The following discussion is the result of not using #pragma pack (num), where num indicates how many bytes are aligned.
When beginners are learning object-oriented programming languages, they are more or less doubtful that the code we write is quite different from the code that was compiled in the end, and we don't know what the compiler did in the background. These are the reasons why we stay at the language level, and the so-called language layer teaches us some basic grammatical rules, but it does not tell us why.

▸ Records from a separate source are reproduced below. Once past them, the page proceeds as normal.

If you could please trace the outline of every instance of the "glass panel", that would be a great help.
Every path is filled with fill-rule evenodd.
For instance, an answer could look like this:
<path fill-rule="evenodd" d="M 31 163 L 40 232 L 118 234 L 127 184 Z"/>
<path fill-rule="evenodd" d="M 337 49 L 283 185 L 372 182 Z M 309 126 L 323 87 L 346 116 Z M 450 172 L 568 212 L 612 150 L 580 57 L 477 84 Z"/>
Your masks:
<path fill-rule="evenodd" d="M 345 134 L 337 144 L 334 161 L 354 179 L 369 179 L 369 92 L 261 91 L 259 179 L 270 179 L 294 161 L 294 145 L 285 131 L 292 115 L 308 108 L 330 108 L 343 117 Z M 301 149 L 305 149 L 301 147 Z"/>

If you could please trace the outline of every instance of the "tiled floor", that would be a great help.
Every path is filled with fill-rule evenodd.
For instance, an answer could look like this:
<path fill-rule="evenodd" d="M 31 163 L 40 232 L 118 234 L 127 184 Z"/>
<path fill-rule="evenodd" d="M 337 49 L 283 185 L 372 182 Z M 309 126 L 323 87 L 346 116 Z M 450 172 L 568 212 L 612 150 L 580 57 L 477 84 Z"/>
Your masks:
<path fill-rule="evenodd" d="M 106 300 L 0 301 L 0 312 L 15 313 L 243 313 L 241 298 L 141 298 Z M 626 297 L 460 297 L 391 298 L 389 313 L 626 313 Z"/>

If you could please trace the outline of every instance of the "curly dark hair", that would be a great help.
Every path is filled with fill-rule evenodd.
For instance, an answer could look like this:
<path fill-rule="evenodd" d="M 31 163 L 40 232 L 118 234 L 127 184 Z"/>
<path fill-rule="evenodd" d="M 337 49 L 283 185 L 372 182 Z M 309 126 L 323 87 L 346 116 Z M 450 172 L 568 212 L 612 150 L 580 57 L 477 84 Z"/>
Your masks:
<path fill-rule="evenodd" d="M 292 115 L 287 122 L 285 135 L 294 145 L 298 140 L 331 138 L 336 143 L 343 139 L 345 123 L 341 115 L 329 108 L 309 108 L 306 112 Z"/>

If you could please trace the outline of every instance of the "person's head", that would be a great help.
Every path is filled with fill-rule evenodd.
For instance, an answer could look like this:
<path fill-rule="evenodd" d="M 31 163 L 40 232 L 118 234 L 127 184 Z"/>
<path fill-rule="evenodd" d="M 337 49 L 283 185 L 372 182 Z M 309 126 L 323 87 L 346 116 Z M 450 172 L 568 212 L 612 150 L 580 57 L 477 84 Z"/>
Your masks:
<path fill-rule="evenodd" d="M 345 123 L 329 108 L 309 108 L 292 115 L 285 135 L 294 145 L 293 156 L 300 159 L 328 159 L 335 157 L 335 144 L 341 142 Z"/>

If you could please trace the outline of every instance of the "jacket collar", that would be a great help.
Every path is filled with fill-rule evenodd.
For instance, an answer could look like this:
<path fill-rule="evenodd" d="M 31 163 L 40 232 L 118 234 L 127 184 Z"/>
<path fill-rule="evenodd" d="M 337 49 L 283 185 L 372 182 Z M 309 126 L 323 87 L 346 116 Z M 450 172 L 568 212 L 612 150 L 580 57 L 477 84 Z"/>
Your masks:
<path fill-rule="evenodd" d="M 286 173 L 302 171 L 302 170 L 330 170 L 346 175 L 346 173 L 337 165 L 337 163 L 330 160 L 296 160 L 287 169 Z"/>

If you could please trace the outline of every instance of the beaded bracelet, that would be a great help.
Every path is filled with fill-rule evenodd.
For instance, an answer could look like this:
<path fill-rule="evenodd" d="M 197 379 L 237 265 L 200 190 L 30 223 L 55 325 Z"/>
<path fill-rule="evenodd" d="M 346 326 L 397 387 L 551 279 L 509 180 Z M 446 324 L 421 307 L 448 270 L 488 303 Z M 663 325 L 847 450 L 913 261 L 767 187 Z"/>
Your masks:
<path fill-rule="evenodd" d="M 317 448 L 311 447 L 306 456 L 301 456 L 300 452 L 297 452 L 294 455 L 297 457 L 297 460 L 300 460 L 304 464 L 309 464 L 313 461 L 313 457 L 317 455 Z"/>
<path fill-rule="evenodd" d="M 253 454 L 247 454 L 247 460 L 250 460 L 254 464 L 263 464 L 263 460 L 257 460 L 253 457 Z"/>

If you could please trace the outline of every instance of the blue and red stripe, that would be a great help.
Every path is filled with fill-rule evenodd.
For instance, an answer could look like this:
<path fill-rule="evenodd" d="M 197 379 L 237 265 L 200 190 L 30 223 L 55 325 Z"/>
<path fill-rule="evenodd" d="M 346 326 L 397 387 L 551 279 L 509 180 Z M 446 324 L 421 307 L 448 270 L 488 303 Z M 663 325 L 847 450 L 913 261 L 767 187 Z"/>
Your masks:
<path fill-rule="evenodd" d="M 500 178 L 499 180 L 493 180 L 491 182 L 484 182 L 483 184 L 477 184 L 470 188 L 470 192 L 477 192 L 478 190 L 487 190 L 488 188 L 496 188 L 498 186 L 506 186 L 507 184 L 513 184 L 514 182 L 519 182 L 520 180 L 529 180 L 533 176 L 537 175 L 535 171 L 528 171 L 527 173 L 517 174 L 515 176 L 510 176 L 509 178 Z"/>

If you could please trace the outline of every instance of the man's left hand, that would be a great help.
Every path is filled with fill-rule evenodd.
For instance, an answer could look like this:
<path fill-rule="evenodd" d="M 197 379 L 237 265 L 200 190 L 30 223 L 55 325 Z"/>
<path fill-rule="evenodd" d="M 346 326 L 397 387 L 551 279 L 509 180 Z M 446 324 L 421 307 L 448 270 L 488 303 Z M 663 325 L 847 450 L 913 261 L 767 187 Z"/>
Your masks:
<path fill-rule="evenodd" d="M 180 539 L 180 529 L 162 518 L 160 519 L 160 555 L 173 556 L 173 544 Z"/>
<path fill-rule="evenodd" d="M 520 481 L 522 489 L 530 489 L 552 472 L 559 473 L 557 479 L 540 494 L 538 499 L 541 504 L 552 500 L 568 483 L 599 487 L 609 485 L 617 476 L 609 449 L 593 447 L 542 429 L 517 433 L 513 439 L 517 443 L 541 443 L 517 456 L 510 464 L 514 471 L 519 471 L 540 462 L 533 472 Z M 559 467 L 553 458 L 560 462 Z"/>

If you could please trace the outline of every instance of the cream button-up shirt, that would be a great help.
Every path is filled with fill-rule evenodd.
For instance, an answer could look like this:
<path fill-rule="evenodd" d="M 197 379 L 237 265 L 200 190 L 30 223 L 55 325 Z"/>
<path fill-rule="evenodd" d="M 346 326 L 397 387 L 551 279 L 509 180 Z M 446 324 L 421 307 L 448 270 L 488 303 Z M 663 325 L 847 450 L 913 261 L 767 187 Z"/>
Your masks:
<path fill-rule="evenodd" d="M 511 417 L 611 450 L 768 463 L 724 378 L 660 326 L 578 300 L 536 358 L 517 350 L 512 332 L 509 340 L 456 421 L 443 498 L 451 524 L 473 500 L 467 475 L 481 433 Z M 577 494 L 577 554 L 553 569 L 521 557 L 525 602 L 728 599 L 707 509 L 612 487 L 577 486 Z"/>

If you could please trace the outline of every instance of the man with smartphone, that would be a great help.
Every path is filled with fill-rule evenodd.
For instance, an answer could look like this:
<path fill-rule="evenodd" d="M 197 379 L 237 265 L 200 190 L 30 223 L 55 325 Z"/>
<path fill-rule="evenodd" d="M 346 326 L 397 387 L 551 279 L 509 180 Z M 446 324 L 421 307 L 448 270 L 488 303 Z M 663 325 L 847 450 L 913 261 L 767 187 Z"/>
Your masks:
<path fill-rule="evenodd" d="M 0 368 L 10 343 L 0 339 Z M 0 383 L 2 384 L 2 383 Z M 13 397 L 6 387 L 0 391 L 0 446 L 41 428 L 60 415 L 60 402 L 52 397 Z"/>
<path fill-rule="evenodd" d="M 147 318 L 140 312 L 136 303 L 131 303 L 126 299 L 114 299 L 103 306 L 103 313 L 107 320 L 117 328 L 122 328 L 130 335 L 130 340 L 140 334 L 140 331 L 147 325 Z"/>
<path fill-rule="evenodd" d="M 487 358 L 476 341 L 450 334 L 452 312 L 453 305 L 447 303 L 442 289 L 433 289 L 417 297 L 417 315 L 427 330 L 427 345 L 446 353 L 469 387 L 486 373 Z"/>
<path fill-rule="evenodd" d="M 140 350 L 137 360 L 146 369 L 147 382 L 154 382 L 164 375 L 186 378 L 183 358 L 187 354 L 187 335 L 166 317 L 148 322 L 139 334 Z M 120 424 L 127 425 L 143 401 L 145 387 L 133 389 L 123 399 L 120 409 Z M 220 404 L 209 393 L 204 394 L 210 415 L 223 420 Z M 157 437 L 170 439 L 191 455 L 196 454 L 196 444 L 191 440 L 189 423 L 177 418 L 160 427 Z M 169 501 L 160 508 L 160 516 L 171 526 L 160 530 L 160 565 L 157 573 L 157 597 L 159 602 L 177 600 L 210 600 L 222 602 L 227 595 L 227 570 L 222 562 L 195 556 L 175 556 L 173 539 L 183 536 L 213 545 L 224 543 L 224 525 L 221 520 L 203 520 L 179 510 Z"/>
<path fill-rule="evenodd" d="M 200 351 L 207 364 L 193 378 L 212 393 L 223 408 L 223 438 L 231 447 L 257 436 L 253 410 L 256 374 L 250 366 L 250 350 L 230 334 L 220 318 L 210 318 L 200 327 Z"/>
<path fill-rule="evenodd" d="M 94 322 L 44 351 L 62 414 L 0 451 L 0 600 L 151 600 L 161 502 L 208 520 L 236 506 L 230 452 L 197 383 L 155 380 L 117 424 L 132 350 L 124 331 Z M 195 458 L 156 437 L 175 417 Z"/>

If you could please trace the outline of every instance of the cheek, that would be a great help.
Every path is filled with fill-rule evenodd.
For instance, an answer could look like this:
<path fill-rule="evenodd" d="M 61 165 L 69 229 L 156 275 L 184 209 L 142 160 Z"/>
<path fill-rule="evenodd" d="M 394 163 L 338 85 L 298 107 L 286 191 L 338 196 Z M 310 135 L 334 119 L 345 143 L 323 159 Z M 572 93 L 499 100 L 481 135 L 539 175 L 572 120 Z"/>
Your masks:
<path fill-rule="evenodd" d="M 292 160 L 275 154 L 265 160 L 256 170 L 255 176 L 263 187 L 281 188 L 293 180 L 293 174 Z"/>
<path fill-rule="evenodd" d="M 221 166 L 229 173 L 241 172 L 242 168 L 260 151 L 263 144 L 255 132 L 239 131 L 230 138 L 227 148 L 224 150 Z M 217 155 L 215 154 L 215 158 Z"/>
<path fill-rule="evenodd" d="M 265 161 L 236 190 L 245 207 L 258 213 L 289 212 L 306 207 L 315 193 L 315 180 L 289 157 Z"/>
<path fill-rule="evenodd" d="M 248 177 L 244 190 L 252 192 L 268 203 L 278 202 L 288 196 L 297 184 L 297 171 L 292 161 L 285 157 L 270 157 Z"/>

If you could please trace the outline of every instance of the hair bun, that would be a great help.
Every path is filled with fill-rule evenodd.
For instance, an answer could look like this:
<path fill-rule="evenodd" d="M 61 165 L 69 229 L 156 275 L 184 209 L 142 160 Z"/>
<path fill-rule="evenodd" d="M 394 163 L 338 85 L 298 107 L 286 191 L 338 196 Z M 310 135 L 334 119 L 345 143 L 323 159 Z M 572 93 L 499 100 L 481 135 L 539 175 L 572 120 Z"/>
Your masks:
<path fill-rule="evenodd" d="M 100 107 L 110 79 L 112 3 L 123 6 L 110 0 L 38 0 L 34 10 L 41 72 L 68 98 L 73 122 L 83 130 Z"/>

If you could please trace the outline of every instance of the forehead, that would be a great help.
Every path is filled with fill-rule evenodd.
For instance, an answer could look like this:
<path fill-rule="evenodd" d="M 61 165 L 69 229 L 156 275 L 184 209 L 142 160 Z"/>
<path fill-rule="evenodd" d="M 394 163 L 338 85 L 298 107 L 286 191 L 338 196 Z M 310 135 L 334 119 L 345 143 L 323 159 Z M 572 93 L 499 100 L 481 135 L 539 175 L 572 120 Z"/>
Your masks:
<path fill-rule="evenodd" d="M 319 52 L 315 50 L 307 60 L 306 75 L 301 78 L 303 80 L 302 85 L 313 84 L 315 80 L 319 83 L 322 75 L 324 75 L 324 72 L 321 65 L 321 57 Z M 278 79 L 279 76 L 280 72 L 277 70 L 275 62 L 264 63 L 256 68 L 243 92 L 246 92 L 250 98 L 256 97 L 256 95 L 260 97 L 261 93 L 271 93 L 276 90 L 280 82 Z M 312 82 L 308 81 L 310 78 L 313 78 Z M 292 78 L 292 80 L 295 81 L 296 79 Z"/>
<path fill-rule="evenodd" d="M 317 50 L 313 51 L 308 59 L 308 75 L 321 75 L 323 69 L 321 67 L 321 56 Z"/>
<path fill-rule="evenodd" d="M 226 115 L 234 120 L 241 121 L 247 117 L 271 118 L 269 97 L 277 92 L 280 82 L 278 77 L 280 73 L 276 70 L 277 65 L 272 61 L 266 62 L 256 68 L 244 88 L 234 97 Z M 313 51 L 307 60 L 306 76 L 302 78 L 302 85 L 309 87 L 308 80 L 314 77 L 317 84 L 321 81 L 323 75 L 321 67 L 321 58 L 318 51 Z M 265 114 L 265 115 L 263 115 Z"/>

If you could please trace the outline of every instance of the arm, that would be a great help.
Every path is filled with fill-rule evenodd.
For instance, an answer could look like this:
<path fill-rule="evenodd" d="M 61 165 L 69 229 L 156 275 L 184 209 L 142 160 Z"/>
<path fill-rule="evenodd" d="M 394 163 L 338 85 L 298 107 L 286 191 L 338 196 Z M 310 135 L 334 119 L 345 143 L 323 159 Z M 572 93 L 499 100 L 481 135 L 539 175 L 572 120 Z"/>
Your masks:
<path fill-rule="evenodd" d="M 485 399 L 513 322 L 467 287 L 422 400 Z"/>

Today and you talk about a little sentiment is that I learn programming in the process of a little experience, is a compiler this aspect of a specific function.
First of all: we need to know what is the instantiation of the class, the so-called class instantiation is to allocate a piece of address in memory.
Let's take a look at an example first:
#include <iostream.h>
Class A {};
Class b{};
Class C:public a{
virtual void fun () =0;
Class D:public B,public c{};
int main ()
{
cout<< "sizeof (a)" <<sizeof (a) <<endl;
cout<< "sizeof (b)" <<sizeof (b) <<endl;
cout<< "sizeof (c)" <<sizeof (c) <<endl;
cout<< "sizeof (d)" <<sizeof (d) <<endl;
return 0;
}
The output of the program execution is:
sizeof (a) =1
sizeof (b) =1
sizeof (c) =4
sizeof (d) =8
Above is the result of compiling in vc++6.0, but the result under dev-c++ and Code::Blocks is sizeof (d) = 4
Why is this kind of result happening? Beginners must be very upset, right? Class A,b is obviously an empty class, its size should be 0, why the compiler output of the result is 1. That's why we just said the instantiation (the empty class can also be instantiated), each instance has a unique address in memory, and in order to do so, the compiler tends to implicitly add a byte to an empty class, so that the empty class gets a unique address in memory after it is instantiated. So the size of the a,b is 1.
and Class C is derived from Class A, it has a pure virtual function, because of the reason for the virtual function, there is a pointer to the virtual function (VPTR), the 32-bit system assigned to the size of the pointer is 4 bytes, so the size of the C class was finally 4.
The size of Class D is more puzzling to beginners, Class D is derived from the class B,c recently, its size should be both and 5, why is 8? This is because in order to improve the access efficiency of the instance in memory. The size of the class is often adjusted to the integer multiple of the system. and take the nearest rule, which is the nearest multiple, which is the size of the class, so the size of Class D is 8 bytes.
Of course, the results from different compilers may be different, but this experiment tells us that beginners, regardless of whether the class is empty class, can be instantiated (empty classes can also be instantiated), each instance has a unique address.
I use the compiler for VC + + 6.0.
Let's look at one more example below.
#include <iostream.h>
class a{
pivate:
int data;
Class b{
private:
int data;
static int data1;
};
int B::d ata1=0;
void Mian () {
cout<< "sizeof (a) =" <<sizeof (a) <<endl;
cout<< "sizeof (b) =" <<sizeof (b) <<endl;
}
The results of the execution are:
sizeof (a) = 4;
sizeof (b) = 4;
Why does Class B have more than one data member, but the size is the same size as Class A? Because: the static data member of Class B is placed by the compiler in a global data member of the program, which is a data members of the class. However, it does not affect the size of the class, no matter how many instances the class actually produces, or how many new classes are derived, static member data is always present in the class with only one entity, and non-static data members of the class only exist when they are instantiated. However, once a class's static data member is declared, it already exists, regardless of whether the class is instantiated. It can be said that the static data member of a class is a special global variable.
So the a,b are the same size.
Let's look at the size of a class that has constructors, and destructors, and how big it is.
#include <iostream.h>
class a{public
:
A (int A) {
x=a;
}
void f (int x) {
cout<<x<<endl;
}
~a () {}
private:
int x;
int g;
};
Class b{public
:
private:
int data;
int data2;
static int xs;
};
int b::xs=0;
void Main () {
A s ();
S.F (ten);
cout<< "Sozeof (A)" <<sizeof (a) <<endl;
cout<< "sizeof (b)" <<sizeof (b) <<endl;
}
The result of the program execution output is:
10,
sizeof (a) 8
sizeof (b) 8
Their results are the same, and you can see that the size of the class is independent of its constructor, destructor, and other member functions, and is related only to the member data in it.
The size of the class is not difficult to find from the few examples above:
1. The sum of the type size of the Non-static member data for the class.
2. The size of the member variable added by the compiler to support certain attributes of the language (e.g., pointers to virtual functions).
3. To optimize access efficiency, make the edge adjustment.
4 is independent of constructors in a class, destructors, and other member functions.